Rabbi Meir Ba’al HaNess
Tonight (April 23, 2013 after sundown until sundown April 24) is the death anniversary of Rabbi Meir Ba’al Hannes. His name means ‘The master of the Miracle’. He was the student of the great Rabbi Akiva. His study friend was Rabbi Shimon Bar Yochai that we all know so well. His parents were descendants from the line of Nero Claudius Caesar that moved to the Holy land and converted. Rabbi Akiva himself was also a son of converts and that teaches us that great souls come from a concealed source. Abraham the patriarch was also a convert that moved to the Holy Land from a place of idol worshipping and negativity.
The Talmud (Gittin 56a) mentions that he was a descendant of proselytes.
According to the Talmud, his real name was not R’ Meir but R’ Nehorai (or R’ Measha, or R’ Nechemiah, (Dikdukei Soferim) , and he was called R’ Meir (“the illuminator”) because “he enlightened the eyes of the scholars in halacha” (Eruvin 13b).
His wife was the famous wise woman, Beruriah. She advised him wisely when neighboring wicked people disturbed him (Berachot 10a), and when their two sons died, she broke the news gently and comforted him (Midrash Mishlei 31).
He was a scribe and once in a place where there were no books, he wrote the entire Magillat Esther from memory.
He earned three selahs (unit of money) a week. He purchased food and drink with one selah, clothing with the second selah, and he gave the third to Torah scholars. When he was asked by his students what would remain for his children, he answered: “If they will be righteous, it will be as King David said ‘I have never seen a tzaddik neglected and his children begging for bread.’ If not, why should I leave from my own for the enemies of God?”

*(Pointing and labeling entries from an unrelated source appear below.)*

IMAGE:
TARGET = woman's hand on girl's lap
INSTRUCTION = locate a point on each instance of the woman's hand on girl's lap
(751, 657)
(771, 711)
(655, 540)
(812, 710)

Together with Rabbi Shimon,he was ordained by Rabbi Akiva. When the plague that killed 24000 students of Rabbi Akiva happened, Rabbi Meir and Rabbi Shimon were among the only five students that survived it.
Rabbi Meir used to deliver a lecture every Friday evening. The Midrash tells of a woman who once attended R’ Meir’s Friday night lecture. She returned very late and the shabbat candles had already burned down. Her irate husband demanded to know where she had been and she explained that she had been attending R’ Meir’s lecture. He brashly swore that she would not be allowed to enter the house until she’d spit in the face of R’ Meir. As she left the house, Eliyahu Hanavi (Elijah the Prophet) appeared before R’ Meir and told him that on his account, a woman is being banished from her house. When R’ Meir heard the whole story, he went and sat in the beit midrash (study hall). When he saw that woman approaching, he acted as if he had a serious eye problem. “Do you know how to cure an eye problem?”, he asked the startled woman. “No, I do not”, she stammered. “Well then quickly, right now, spit seven times in my face and that will alleviate the problem.” The dazed and astonished woman did as she was asked and spat the seven times. R’ Meir then said to her: “go and tell your husband that he had asked you to spit once and you spat seven times!”.
The astounded students asked R’ Meir if the husband and wife’s spat needed to be ended through such a thorough degradation of the Torah‘s honor. “We would have brought him here, whipped him and forced him to take back his wife!”, they exclaimed.
“Should the honor of Meir be greater than the honor of Hashem?!”, was R’ Meir’s piercing response. “Hashem instructed us to blot His holy name onto the water that a woman suspected if adultery drinks, in order to establish her innocence and restore peace to their relationship. I certainly won’t be concerned about my honor!”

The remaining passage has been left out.